8 octobre 1859, Inspecteur à MAS : Vous avez dû recevoir de la MAC les 651 sabres baïonnettes destinés à être ajustés sur les carabines égyptiennes que vous fabriquez. Je pense que l’entreprise de St Etienne a payé pour le compte de Mr Sélin, cependant comme il se pourrait que, par erreur, on ait fait supporter cette dépense à l’État, je vous prie d’examiner cela et de me rendre compte.
Le commerce d’armes en tout genre prend un tel essor que l’État va rapidement rédiger une loi règlementant la fabrication et le commerce des armes de guerre, c’est la loi du 14 juillet 1860. Tous les canons d’armes à feu doivent recevoir une marque indiquant s’ils sont destinés à l’exportation et donc prohibés pour un usage en France.

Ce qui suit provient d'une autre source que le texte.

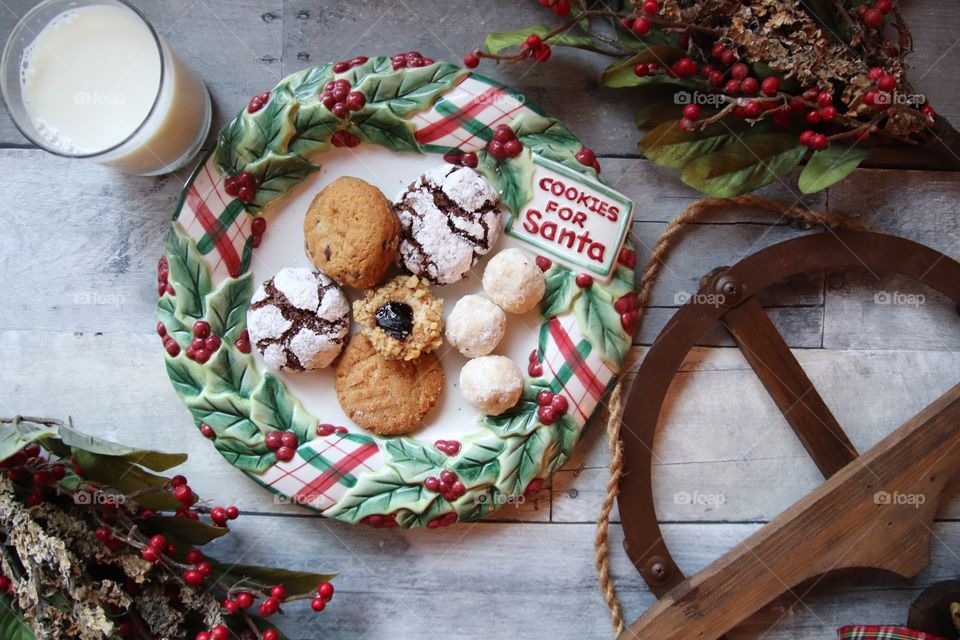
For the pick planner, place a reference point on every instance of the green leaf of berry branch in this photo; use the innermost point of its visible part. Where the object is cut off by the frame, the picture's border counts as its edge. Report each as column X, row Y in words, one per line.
column 381, row 492
column 412, row 460
column 560, row 293
column 513, row 178
column 274, row 408
column 479, row 464
column 227, row 307
column 498, row 41
column 276, row 175
column 189, row 273
column 746, row 164
column 384, row 128
column 315, row 126
column 411, row 91
column 600, row 324
column 829, row 166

Cette marque doit être appliquée par un bureau du poinçonnage dirigé par un inspecteur, lui-même entouré de contrôleurs chargés de poinçonner les armes. Le poinçon d’exportation n’est appliqué sur l’arme que lorsque celle-ci a reçu le poinçon de l’épreuve et doit être apparent en son entier une fois l’arme montée.
Saint-Etienne, en février 1861, ne possède pas encore un tel bureau et le directeur de la MAS doit se concerter avec le Préfet de la Loire afin de trouver un lieu approprié à cette activité.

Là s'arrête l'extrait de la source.